Quand le journaliste est attendu comme un messie
Cassou ce 17 juin, coiffé de son bonnet rouge, le chef du village, sous son hangar, entouré de ses plus proches collaborateurs, attendent un invité de marque : un journaliste. Une occasion pour eux de dire ce qu’ils pensent de la gestion du CAF. Le chef, Oumarou Diasso à l’état civil, nous accueille furieux ; « des gens ont mal géré. Ils ne doivent plus être gestionnaires du CAF  ». C’est par ces mots que nous sommes accueillis (propos dit dans la langue locale et traduits par l’interprète local). Une exigence que le chef avait déjà soumise au haut-commissaire du Ziro.
Le chef, en dépit de sa colère, reconnait quand même au projet quelques réalisations, contrairement à Tahidina Diasso. Une contribution à hauteur de 350.000f pour la confection d’un château d’eau en 1995. Comment est-elle intervenue cette contribution ? En son temps, explique le chef, un projet est venu pour installer le château. Il a été demandé à la population une contribution de 500.000f. Celle-ci ne disposait que de 150.000f. C’est alors que le chef a recours aux gestionnaires du CAF en leur expliquant le problème. Ceux-ci n’ont pas ménagé leurs efforts pour apporter la somme complémentaire. Il en est de même pour la réparation d’une pompe d’eau et cela à deux reprises, à hauteur de 150.000f. Mais à Cassou on estime généralement que le CAF n’a effectué aucune réalisation. Le projet a donc mauvaise presse dans le village où on pense que son action se résume à «  ramasser juste le bois, à le vendre et à bouffer l’argent  ».
Le CAF ne trouve pas non plus grâce auprès des jeunes. Pour Karim Diasso, représentant des jeunes de Cassou, le CAF ne profite aucunement aux différentes activités des jeunes. Pour lui, l’argent généré par l’exploitation de la forêt rentre dans les poches des gestionnaires. «  Je ne sais pas comment ça se passe mais je sais qu’on nous a bouffés  ». Dans le village on est donc convaincu que ce projet n’apporte pas les contributions attendues pour le développement.

Accusés défendez-vous !
Omar Djiguimdé, le directeur technique du chantier, nous accueille avec une batterie d’arguments.
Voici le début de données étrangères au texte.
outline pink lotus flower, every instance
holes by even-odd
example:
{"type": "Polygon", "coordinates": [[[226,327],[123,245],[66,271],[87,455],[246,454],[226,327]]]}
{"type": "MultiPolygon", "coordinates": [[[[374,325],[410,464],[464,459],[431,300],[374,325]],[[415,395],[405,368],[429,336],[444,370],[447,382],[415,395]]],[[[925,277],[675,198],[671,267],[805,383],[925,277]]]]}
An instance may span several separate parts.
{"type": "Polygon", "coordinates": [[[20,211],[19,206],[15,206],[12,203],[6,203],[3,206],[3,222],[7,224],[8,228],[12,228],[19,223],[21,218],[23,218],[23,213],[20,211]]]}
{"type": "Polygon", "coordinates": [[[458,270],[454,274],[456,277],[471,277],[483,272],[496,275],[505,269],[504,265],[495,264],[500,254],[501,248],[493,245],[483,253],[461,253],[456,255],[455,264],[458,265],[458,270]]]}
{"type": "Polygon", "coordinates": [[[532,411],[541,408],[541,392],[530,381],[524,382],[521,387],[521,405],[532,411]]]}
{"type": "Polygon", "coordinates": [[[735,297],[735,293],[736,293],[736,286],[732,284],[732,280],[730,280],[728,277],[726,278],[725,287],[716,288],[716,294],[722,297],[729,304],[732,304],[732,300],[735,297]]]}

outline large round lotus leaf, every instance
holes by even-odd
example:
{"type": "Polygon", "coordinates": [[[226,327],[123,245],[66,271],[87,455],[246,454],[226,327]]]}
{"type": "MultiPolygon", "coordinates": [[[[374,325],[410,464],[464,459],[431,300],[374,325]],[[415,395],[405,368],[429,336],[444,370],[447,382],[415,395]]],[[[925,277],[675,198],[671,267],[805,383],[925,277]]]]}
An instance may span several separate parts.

Pas de doute pour lui, le CAF a beaucoup contribué à la vie socio-économique au-delà du simple département de Cassou. Il y a l’acquisition tout récemment de trois ambulances motorisées pour les trois CSPS des communes rurales qui partagent le chantier (Cassou-Bakata-Gao), une somme de 200.000f versée l’année passée pour réparer un cassis à Cassou et la construction d’une école de trois classes dans le village de Kondui. A ce niveau, il y a une polémique. Les plaignants la mettent sur le compte du projet BKF. Mais la litanie des réalisations ne s’arrête pas : contribution à la construction d’un bâtiment administratif de la direction provinciale (Ziro) de l’environnement et du cadre de vie d’une valeur de 2 millions 500 mille FCFA, d’une infirmerie à Ouayou d’une valeur de 150.000f, la réparation du véhicule de la préfecture de Cassou à 370.000f, l’équipement du CEG de Cassou à 350.000f, l’achat de table bancs, armoires, chaises et craies à Yinga à 300 000f.
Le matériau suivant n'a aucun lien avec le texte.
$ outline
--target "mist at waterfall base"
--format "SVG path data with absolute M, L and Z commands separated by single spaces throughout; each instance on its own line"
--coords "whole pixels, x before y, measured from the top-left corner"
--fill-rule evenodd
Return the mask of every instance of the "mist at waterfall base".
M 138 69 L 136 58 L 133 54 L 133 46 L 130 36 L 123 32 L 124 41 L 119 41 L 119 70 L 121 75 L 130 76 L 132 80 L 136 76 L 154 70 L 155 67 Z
Mais cela ne semble pas suffire pour rabibocher les populations et les responsables du projet. Ces derniers sont depuis les derniers incidents «  persona non grata  » à Cassou département. Le chef a d’ailleurs demandé au Haut-commissaire de la province de procéder à leur changement et surtout de diligenter une enquête pour retrouver les fonds disparus. En effet, ils sont tous convaincus qu’il y a un fonds pour le village. «  Il y a une caisse qui revenait à la population. Les fonds qui sont dans cette caisse on ne sait pas où ils sont rentrés. Qu’on fasse une enquête pour savoir où sont rentrés réellement ces fonds. Parce qu’en coupant le bois il y a une partie de l’argent qui revenait à la population  » confie le chef, octogénaire, avec un débit lent et posé. Pour le directeur technique du chantier, Oumar Djiguimdé : «  c’est à tort qu’on peut dire que ce fonds appartient à la population ». La gestion de ce fonds logé dans un compte à Sapouy est laissée à la discrétion du groupement de gestion forestière. Toujours est-il que pour monsieur Djiguimdé, ce fonds a beaucoup servi dans les villages même si les populations l’ignorent. Une source anonyme dira que «  si les bûcherons gèrent mal ce fonds, cela peut poser des problèmes ». Pour certaines personnes, sur chaque camion qui quitte le chantier avec du bois, il est prélevé 1000f qui constituent le fonds aux populations. Mais est-ce vraiment le cas ? Au niveau de la direction technique du chantier on parle d’un fonds de stationnement. Il s’agit de fonds reversés au titre de la taxe de stationnement directement levée par le receveur des communes au niveau des différents postes de commercialisation. Ce fonds revient donc aux différentes mairies qui l’utilisent à leur guise. Ainsi, de 2008 à 2012 par exemple, le département de Cassou a mobilisé 10 737 000 f soit 2 147 000 par an.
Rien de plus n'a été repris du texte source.